20 Percent Tax Deduction Benefits and Restrictions for LLCs and S-Corps

As parsed by a recent CNBC article, the new Tax Cuts and Jobs Act offers a 20 percent deduction for qualified business income from so-called “pass-through” entities, which include S-corporations and limited liability companies (LLCs). Under the previous tax code, income from these types of small businesses would “pass-through” to owners on their own personal taxes and were subject to individual income tax rates as high as 39.6 percent. But now, entrepreneurs are subject to a tax break on the income their small businesses generate. To qualify for the full deduction, however, an entrepreneur’s taxable income must be below $157,500 if they’re single or $315,000 if they’re married and filing jointly with a spouse.

Greater Retirement Savings Contribution Limits

This change applies to 2018 and is still worth mentioning here. If you contribute to an employer-sponsored retirement plan such as a 401(k) or IRA, you and your employees may be able to contribute more in 2018. Read all the details in this recently published Forbes article.
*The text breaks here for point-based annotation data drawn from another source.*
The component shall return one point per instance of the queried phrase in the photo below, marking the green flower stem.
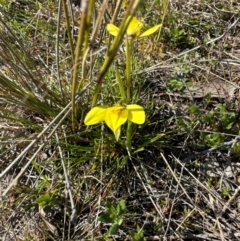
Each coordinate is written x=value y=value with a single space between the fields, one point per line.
x=128 y=68
x=120 y=85
x=110 y=57
x=129 y=43
x=129 y=136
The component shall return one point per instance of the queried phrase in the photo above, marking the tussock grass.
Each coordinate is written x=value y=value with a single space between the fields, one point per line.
x=58 y=177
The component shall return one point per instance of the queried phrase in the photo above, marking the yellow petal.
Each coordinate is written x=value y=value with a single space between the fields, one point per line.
x=115 y=117
x=134 y=27
x=150 y=30
x=112 y=29
x=136 y=114
x=95 y=115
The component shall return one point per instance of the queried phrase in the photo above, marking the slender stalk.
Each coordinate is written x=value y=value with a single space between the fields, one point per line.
x=80 y=42
x=129 y=43
x=120 y=85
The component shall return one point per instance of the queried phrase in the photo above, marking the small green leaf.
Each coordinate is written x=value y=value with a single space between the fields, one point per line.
x=175 y=84
x=106 y=218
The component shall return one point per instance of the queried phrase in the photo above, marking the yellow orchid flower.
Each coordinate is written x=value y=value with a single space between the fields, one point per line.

Higher Annual Gift Exclusions

For 2018, you can gift up to $15,000 per person per calendar year in cash or other property without creating any gift tax implications. This is known as the “gift exclusion.” Read more details in this recently published Forbes article.

As you file your small business taxes this year and next, keep this list of everything you need to know nearby. And, always consult a licensed tax professional and resources located on the IRS’s official website for reliable and accurate tax information.